我正在尝试按照本指南在 Hetzner Cloud 上设置 HA Kubernetes 集群。我创建了 6 台服务器、3 台控制平面主机和 3 台工作人员。尝试使用 kubeadm 将第二台服务器加入集群时,出现以下错误:
在 k8s-server-1 上:
Jul 06 14:09:01 k8s-server-1 kubelet[8059]: E0706 14:09:01.430599 8059 controller.go:187] failed to update lease, error: rpc error: code = Unknown desc = context deadline exceeded
Jul 06 14:08:54 k8s-server-1 kubelet[8059]: E0706 14:08:54.370142 8059 controller.go:187] failed to update lease, error: rpc error: code = Unknown desc = context deadline exceeded
Jul 06 14:08:51 k8s-server-1 kubelet[8059]: E0706 14:08:51.762075 8059 kubelet_node_status.go:470] "Error updating node status, will retry" err="error getting node \"k8s-server-1\": Get \"https://my.kubernetes.test:6443/api/v1/nodes/k8s-server-1?resourceVersion=0&timeout=10s\": context deadline exceeded"
Jul 06 14:08:47 k8s-server-1 kubelet[8059]: E0706 14:08:47.325309 8059 event.go:273] Unable to write event: '&v1.Event{TypeMeta:v1.TypeMeta{Kind:"", APIVersion:""}, ObjectMeta:v1.ObjectMeta{Name:"kube-apiserver-k8s-server-1.168f32516b37209a", GenerateName:"", Namespace:"kube-system", SelfLink:"", UID:"", ResourceVersion:"", Generation:0, CreationTimestamp:v1.Time{Time:time.Time{wall:0x0, ext:0, loc:(*time.Location)(nil)}}, DeletionTimestamp:(*v1.Time)(nil), DeletionGracePeriodSeconds:(*int64)(nil), Labels:map[string]string(nil), Annotations:map[string]string(nil), OwnerReferences:[]v1.OwnerReference(nil), Finalizers:[]string(nil), ClusterName:"", ManagedFields:[]v1.ManagedFieldsEntry(nil)}, InvolvedObject:v1.ObjectReference{Kind:"Pod", Namespace:"kube-system", Name:"kube-apiserver-k8s-server-1", UID:"10b8928a4f8e5e0b449a40ab35a3efdc", APIVersion:"v1", ResourceVersion:"", FieldPath:"spec.containers{kube-apiserver}"}, Reason:"Unhealthy", Message:"Readiness probe failed: HTTP probe failed with statuscode: 500", Source:v1.EventSource{Component:"kubelet", Host:"k8s-server-1"}, FirstTimestamp:v1.Time{Time:time.Time{wall:0xc0312fd0ee49429a, ext:115787424848, loc:(*time.Location)(0x74c3600)}}, LastTimestamp:v1.Time{Time:time.Time{wall:0xc0312fd16f1a0a1d, ext:117801107410, loc:(*time.Location)(0x74c3600)}}, Count:2, Type:"Warning", EventTime:v1.MicroTime{Time:time.Time{wall:0x0, ext:0, loc:(*time.Location)(nil)}}, Series:(*v1.EventSeries)(nil), Action:"", Related:(*v1.ObjectReference)(nil), ReportingController:"", ReportingInstance:""}': 'Patch "https://my.kubernetes.test:6443/api/v1/namespaces/kube-system/events/kube-apiserver-k8s-server-1.168f32516b37209a": read tcp 192.168.178.2:60934->192.168.178.8:6443: use of closed network connection'(may retry after sleeping)

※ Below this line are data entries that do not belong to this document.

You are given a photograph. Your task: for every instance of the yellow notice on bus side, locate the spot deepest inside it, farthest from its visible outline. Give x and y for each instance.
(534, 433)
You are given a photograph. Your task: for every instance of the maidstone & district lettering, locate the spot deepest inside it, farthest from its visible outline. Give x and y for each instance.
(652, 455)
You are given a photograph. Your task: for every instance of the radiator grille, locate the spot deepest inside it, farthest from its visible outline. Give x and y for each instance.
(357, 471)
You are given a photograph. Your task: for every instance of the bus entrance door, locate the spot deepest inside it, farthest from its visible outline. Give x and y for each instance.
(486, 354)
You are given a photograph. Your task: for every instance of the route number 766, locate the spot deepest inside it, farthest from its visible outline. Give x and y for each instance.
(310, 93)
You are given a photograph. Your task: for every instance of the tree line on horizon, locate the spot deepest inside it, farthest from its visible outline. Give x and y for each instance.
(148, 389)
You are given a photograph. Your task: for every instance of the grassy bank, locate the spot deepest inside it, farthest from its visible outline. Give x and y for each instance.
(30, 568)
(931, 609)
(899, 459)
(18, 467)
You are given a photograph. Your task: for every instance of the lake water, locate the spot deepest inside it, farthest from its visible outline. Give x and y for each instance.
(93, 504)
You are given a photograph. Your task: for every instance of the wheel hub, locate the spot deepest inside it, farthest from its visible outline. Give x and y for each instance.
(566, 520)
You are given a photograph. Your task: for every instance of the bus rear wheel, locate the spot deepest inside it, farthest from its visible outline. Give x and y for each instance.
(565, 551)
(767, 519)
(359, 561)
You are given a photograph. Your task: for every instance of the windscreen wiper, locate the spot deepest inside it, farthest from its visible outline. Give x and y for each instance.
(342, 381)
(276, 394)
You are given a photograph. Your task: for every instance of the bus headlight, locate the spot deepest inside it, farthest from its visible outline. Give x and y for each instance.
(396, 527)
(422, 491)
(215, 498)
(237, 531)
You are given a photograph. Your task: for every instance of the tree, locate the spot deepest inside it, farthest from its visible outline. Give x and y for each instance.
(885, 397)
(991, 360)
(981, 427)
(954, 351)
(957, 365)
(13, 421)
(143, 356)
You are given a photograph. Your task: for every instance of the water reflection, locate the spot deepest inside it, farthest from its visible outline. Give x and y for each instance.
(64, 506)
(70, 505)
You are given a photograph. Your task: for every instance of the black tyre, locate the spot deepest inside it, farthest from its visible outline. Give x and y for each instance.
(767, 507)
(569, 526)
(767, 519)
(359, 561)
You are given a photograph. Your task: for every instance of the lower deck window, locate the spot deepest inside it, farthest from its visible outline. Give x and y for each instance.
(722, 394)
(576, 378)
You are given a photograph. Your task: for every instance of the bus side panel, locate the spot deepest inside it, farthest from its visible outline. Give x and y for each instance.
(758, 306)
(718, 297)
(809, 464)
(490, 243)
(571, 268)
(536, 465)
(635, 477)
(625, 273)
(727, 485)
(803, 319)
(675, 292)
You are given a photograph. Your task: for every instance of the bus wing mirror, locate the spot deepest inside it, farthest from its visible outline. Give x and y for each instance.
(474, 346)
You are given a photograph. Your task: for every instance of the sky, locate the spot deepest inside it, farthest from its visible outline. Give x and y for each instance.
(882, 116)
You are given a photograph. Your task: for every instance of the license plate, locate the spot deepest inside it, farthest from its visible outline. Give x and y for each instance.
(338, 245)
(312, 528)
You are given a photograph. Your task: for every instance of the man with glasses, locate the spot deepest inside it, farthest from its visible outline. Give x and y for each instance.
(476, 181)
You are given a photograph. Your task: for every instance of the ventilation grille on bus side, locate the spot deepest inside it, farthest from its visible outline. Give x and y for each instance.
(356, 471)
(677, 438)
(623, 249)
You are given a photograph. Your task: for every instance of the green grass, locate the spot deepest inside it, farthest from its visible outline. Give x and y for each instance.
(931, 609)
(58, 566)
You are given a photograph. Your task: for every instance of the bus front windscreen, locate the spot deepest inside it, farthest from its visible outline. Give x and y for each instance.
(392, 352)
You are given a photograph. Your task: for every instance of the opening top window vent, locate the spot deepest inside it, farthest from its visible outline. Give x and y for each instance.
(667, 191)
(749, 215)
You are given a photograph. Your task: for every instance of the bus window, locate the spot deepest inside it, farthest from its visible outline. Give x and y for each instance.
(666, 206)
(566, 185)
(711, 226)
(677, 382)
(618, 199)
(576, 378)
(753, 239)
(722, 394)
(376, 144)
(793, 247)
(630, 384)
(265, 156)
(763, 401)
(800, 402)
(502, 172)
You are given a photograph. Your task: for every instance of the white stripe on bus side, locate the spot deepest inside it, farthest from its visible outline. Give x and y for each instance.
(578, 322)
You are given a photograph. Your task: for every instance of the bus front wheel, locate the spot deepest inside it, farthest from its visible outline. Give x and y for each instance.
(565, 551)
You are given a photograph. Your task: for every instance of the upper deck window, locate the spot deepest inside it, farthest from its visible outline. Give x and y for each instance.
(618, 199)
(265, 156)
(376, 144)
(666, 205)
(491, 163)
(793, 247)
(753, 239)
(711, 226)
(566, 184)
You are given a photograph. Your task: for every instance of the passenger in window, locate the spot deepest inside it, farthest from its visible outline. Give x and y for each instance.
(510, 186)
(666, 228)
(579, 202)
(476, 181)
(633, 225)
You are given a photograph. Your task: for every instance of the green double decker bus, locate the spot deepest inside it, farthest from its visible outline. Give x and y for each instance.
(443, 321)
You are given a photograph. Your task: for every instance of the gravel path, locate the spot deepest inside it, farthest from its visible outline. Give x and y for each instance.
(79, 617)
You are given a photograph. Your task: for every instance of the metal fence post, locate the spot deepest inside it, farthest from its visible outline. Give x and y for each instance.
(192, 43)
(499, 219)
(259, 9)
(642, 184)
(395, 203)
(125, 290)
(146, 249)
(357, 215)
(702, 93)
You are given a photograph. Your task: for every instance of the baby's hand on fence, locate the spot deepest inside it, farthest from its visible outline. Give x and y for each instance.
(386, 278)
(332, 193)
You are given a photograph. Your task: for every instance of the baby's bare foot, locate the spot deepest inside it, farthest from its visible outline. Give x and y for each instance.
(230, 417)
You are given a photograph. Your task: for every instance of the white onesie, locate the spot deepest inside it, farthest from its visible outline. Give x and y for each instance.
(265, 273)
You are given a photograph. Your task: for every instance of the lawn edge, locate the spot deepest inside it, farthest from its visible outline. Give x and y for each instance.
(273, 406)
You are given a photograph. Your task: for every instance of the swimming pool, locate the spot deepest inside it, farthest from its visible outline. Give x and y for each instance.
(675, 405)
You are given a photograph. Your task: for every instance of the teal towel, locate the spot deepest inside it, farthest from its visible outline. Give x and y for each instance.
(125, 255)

Jul 06 14:08:47 k8s-server-1 kubelet[8059]: E0706 14:08:47.324053 8059 controller.go:187] failed to update lease, error: rpc error: code = Unknown desc = context deadline exceeded
Jul 06 14:08:46 k8s-server-1 kubelet[8059]: I0706 14:08:46.986663 8059 status_manager.go:566] "Failed to get status for pod" podUID=10b8928a4f8e5e0b449a40ab35a3efdc pod="kube-system/kube-apiserver-k8s-server-1" error="etcdserver: request timed out"
在 k8s-server-2 上:
Jul 06 14:09:04 k8s-server-2 kubelet[6685]: E0706 14:09:04.072247 6685 event.go:264] Server rejected event '&v1.Event{TypeMeta:v1.TypeMeta{Kind:"", APIVersion:""}, ObjectMeta:v1.ObjectMeta{Name:"weave-net-9fldg.168f3252093de42e", GenerateName:"", Namespace:"kube-system", SelfLink:"", UID:"", ResourceVersion:"", Generation:0, CreationTimestamp:v1.Time{Time:time.Time{wall:0x0, ext:0, loc:(*time.Location)(nil)}}, DeletionTimestamp:(*v1.Time)(nil), DeletionGracePeriodSeconds:(*int64)(nil), Labels:map[string]string(nil), Annotations:map[string]string(nil), OwnerReferences:[]v1.OwnerReference(nil), Finalizers:[]string(nil), ClusterName:"", ManagedFields:[]v1.ManagedFieldsEntry(nil)}, InvolvedObject:v1.ObjectReference{Kind:"Pod", Namespace:"kube-system", Name:"weave-net-9fldg", UID:"88743b7a-aa81-4948-be9b-78c4bbf436fe", APIVersion:"v1", ResourceVersion:"714", FieldPath:"spec.initContainers{weave-init}"}, Reason:"Pulled", Message:"Successfully pulled image \"docker.io/weaveworks/weave-kube:2.8.1\" in 6.525660057s", Source:v1.EventSource{Component:"kubelet", Host:"k8s-server-2"}, FirstTimestamp:v1.Time{Time:time.Time{wall:0xc0312fd1997fa82e, ext:11173601176, loc:(*time.Location)(0x74c3600)}}, LastTimestamp:v1.Time{Time:time.Time{wall:0xc0312fd1997fa82e, ext:11173601176, loc:(*time.Location)(0x74c3600)}}, Count:1, Type:"Normal", EventTime:v1.MicroTime{Time:time.Time{wall:0x0, ext:0, loc:(*time.Location)(nil)}}, Series:(*v1.EventSeries)(nil), Action:"", Related:(*v1.ObjectReference)(nil), ReportingController:"", ReportingInstance:""}': 'rpc error: code = Unknown desc = context deadline exceeded' (will not retry!)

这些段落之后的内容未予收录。